Today in the forth week of our ‘New Beginnings’ series, we looked at samskaras. The yogis believed that every experience leaves some kind of residue in our system. And it’s something that remains in us from every experience that we’ve had over the course of our lifetime. This accumulates and develops into patterns.
The patterns start to drive us, and often we feel powerless to do anything different. The pattern takes over and then we repeat some version of the same experience, again and again, throughout our lives.
My yoga teacher explained it as it being like a river which eventually makes grooves through the rocks it passes over, so too do our thoughts weave grooves in our brains. Over time, repetitive thoughts weave grooves in our brains, making it easier for our minds to follow this established path instead of creating a new path. These grooves are called samskaras.
Samskaras are the behaviour patterns that put us on autopilot in life. This may be why some people stay in a job that they hate or in a toxic relationship, going from one abusive relationship to another, it can be why we eat a biscuit without realising it or why we drive 20 miles on a familiar road, without remembering the journey.
So how do you get out of this repetitive cycle? You create new patterns. How do you do that?
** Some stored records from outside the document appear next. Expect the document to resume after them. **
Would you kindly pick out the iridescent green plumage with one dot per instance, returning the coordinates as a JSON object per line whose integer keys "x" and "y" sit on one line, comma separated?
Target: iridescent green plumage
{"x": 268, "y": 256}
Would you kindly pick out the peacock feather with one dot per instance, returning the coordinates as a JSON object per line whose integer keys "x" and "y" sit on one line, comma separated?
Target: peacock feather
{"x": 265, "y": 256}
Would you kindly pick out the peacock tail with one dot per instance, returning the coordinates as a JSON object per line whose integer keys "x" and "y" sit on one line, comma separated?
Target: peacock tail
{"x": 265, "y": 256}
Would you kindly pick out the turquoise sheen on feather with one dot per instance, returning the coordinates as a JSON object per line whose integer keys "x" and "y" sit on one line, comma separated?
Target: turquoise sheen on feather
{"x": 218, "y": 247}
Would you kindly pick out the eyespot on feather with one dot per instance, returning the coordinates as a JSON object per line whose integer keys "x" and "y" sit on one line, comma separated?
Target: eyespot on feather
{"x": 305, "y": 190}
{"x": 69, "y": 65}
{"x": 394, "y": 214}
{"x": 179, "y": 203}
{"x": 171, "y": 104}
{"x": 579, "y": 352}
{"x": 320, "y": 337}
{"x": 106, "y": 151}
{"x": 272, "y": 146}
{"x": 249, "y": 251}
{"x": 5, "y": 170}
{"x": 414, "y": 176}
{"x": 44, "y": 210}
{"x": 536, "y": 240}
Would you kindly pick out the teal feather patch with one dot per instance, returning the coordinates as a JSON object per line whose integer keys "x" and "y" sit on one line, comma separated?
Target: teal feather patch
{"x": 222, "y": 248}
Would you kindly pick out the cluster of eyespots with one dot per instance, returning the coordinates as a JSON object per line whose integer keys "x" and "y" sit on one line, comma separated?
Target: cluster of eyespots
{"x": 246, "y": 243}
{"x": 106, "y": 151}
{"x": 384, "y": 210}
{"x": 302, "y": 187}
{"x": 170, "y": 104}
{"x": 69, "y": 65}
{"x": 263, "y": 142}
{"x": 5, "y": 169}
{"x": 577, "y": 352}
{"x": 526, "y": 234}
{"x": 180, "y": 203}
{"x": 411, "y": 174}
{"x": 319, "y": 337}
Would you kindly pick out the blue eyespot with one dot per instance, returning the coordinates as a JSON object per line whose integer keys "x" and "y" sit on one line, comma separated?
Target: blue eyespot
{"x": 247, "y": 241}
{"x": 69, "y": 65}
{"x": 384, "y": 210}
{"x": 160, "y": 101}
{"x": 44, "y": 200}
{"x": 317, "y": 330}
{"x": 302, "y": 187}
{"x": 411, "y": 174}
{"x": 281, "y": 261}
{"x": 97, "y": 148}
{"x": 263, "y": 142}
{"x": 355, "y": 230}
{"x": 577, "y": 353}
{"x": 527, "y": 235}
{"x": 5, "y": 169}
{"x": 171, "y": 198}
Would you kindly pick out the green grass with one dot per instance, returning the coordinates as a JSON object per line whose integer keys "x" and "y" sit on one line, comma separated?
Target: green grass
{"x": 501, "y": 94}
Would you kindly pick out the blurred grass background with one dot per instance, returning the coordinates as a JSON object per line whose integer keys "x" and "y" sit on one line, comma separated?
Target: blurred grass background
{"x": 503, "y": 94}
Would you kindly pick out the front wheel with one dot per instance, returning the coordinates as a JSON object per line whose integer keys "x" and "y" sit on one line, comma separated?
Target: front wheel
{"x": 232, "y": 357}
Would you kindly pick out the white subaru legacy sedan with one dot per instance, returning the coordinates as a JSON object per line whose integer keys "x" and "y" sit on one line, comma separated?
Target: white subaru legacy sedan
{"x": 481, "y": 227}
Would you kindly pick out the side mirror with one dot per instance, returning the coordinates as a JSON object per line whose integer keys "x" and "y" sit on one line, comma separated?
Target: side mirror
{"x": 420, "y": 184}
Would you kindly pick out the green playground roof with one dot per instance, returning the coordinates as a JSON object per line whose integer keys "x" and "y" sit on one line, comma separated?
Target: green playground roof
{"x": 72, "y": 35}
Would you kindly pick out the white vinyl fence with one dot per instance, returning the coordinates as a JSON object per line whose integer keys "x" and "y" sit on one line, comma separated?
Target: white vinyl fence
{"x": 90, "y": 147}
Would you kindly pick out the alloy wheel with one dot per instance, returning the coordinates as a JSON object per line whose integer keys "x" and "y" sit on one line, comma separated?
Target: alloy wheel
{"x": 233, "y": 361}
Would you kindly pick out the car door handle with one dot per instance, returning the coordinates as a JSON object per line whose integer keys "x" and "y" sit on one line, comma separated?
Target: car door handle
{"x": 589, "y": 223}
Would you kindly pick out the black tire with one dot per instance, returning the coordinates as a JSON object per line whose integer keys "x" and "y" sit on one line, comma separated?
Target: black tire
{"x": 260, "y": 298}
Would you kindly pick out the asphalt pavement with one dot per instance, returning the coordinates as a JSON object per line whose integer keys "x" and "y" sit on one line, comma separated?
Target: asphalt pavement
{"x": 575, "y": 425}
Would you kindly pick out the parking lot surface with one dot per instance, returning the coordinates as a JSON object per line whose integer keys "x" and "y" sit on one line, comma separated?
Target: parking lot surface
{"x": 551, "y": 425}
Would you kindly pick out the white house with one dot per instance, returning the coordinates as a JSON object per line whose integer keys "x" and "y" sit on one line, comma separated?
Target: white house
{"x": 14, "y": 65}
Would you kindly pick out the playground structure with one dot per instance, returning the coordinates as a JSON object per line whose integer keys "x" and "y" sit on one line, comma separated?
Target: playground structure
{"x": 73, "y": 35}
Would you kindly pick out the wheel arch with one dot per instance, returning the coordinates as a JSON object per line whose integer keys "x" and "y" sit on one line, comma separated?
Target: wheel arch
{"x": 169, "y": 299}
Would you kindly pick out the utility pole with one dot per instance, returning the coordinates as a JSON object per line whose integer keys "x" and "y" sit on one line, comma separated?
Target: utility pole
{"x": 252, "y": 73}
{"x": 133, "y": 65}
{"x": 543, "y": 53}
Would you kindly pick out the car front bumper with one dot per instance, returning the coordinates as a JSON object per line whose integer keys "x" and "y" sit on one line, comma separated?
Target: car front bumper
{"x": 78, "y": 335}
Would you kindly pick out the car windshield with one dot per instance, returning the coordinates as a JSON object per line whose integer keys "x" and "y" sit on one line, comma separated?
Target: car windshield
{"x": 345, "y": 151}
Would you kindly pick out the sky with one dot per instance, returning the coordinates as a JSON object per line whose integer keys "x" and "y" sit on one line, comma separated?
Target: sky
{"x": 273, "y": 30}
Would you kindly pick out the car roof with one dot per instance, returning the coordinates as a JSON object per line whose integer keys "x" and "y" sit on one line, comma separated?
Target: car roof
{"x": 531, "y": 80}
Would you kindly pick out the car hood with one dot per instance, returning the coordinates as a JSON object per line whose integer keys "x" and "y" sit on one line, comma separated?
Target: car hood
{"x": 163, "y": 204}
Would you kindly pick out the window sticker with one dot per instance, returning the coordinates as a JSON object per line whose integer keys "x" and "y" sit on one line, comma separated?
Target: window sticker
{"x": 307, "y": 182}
- We can create a sankalpa (intention). This is a present tense postive statement starting with “I am….” A sankalpa is our commitment to change. By making a commitment to change, you are already on the path to change.
- Practise living mindfully. Practising observance of thoughts and actions.
- Slow down. Because samskaras are instinctual, we often find ourselves in them before we realise it. If we slow down we become able to respond clearly rather than react impulsively.
- Change it up a bit! Have new experiences. If you want to be a different person, you have to do things differently. To truly make change happen, you have to start having different experiences: even if this means, going a slightly different way to go to work, changing your hairstyle, or wearing different coloured clothing.